Train on 68133 samples, validate on 17034 samples
Epoch 1/10
Epoch 2/10
Epoch 3/10
Epoch 4/10
Epoch 5/10
Epoch 6/10
Epoch 7/10
Epoch 9/10
Epoch 10/10


In [11]:
fig = draw_train_history(history, figsize=(9,4))

<IPython.core.display.Javascript object>

## Evaluate on the test set

In [18]:
import sklearn.metrics

In [15]:
test_pred = model.predict(test_hists, batch_size=batch_size)

In [26]:
fpr, tpr, _ = sklearn.metrics.roc_curve(test_labels, test_pred.squeeze())

In [35]:
plt.figure(figsize=(6,5))
plt.plot(fpr, tpr)
plt.plot([0, 1], [0, 1], '--')
plt.xlabel('False positive rate')
plt.ylabel('True positive rate')
plt.ylim(ymin=0)
plt.xlim(xmin=-0.01, xmax=1.01)
plt.title('ROC curve for CNN trigger classifier')
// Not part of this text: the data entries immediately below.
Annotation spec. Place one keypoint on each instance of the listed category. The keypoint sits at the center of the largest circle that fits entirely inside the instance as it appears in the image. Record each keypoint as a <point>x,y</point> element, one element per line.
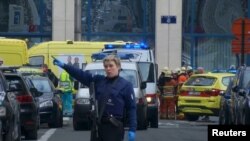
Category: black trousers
<point>110,132</point>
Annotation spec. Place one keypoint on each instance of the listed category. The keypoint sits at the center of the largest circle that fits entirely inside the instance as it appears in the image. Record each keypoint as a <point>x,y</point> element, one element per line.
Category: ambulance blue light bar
<point>102,55</point>
<point>127,46</point>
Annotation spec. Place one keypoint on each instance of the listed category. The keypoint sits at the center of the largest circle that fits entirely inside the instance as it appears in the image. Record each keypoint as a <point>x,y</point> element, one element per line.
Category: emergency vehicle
<point>13,52</point>
<point>66,51</point>
<point>144,56</point>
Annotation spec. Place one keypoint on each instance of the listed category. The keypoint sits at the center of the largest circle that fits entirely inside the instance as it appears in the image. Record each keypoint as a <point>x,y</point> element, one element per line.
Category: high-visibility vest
<point>65,83</point>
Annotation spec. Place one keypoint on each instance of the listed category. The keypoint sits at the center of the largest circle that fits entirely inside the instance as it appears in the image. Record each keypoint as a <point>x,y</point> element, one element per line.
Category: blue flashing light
<point>234,71</point>
<point>127,46</point>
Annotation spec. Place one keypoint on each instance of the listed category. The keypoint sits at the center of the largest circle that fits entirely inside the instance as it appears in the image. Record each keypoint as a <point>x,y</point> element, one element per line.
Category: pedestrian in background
<point>115,92</point>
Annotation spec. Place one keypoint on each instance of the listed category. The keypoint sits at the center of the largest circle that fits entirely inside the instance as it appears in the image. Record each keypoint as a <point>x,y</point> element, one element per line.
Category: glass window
<point>246,78</point>
<point>200,81</point>
<point>111,20</point>
<point>36,60</point>
<point>42,85</point>
<point>27,16</point>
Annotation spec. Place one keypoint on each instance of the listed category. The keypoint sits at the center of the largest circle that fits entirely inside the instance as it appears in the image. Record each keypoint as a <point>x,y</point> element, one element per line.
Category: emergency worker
<point>168,95</point>
<point>115,92</point>
<point>161,79</point>
<point>66,86</point>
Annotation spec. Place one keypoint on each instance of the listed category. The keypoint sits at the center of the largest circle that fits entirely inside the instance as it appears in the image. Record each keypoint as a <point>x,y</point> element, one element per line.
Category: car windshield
<point>200,81</point>
<point>129,75</point>
<point>15,85</point>
<point>226,80</point>
<point>42,85</point>
<point>246,78</point>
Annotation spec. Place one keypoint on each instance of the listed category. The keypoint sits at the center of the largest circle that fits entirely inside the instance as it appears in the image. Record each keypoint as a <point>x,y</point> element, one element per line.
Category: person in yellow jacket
<point>65,84</point>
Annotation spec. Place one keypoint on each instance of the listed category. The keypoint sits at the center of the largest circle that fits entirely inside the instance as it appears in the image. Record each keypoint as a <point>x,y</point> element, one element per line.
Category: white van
<point>130,71</point>
<point>144,56</point>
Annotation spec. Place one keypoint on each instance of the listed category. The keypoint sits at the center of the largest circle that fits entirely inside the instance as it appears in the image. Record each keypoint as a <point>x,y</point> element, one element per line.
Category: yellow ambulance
<point>76,53</point>
<point>13,52</point>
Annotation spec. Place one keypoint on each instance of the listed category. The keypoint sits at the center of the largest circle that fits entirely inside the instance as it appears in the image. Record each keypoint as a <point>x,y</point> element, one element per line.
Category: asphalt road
<point>169,130</point>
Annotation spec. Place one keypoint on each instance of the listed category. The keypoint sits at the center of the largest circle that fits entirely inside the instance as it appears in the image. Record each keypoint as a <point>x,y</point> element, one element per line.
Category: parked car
<point>50,103</point>
<point>240,97</point>
<point>130,71</point>
<point>200,94</point>
<point>225,114</point>
<point>29,108</point>
<point>10,128</point>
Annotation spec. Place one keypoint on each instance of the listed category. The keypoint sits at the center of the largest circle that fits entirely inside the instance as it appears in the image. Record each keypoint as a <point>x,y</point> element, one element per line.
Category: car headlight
<point>82,101</point>
<point>2,112</point>
<point>47,104</point>
<point>149,99</point>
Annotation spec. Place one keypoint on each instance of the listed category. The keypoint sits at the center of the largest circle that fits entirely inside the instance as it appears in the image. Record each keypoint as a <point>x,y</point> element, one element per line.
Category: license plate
<point>194,93</point>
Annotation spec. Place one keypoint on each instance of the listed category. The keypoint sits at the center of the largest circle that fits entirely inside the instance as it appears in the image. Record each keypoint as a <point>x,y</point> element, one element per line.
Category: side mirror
<point>35,92</point>
<point>58,91</point>
<point>143,85</point>
<point>242,92</point>
<point>235,89</point>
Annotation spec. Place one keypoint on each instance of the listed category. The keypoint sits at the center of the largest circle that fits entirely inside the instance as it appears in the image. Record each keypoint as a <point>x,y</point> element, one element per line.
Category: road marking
<point>47,135</point>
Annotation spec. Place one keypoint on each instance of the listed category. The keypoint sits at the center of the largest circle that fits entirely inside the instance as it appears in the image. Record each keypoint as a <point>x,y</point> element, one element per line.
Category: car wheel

<IPython.core.display.Javascript object>

<matplotlib.text.Text at 0x7f661c02aa90>

## Discussion

The model performance here is already semi-reasonable, but there are issues:
- it overfits somewhat. I should investigate regularization methods here.
- the samples are all from the same inherent distribution. My arbitrary choice of cut might not be sufficiently meaningful. E.g., it might just be selecting high-activity events because they are more likely to have more high-pt tracks from the distribution.
  - it would be better to have distinct samples: one with definitely high-pt tracks, and one with soft tracks only.
- the model has very few parameters which further suggests it might be learning something stupid and not my intended task.
- I need to look at sample images to see what 2GeV tracks look like.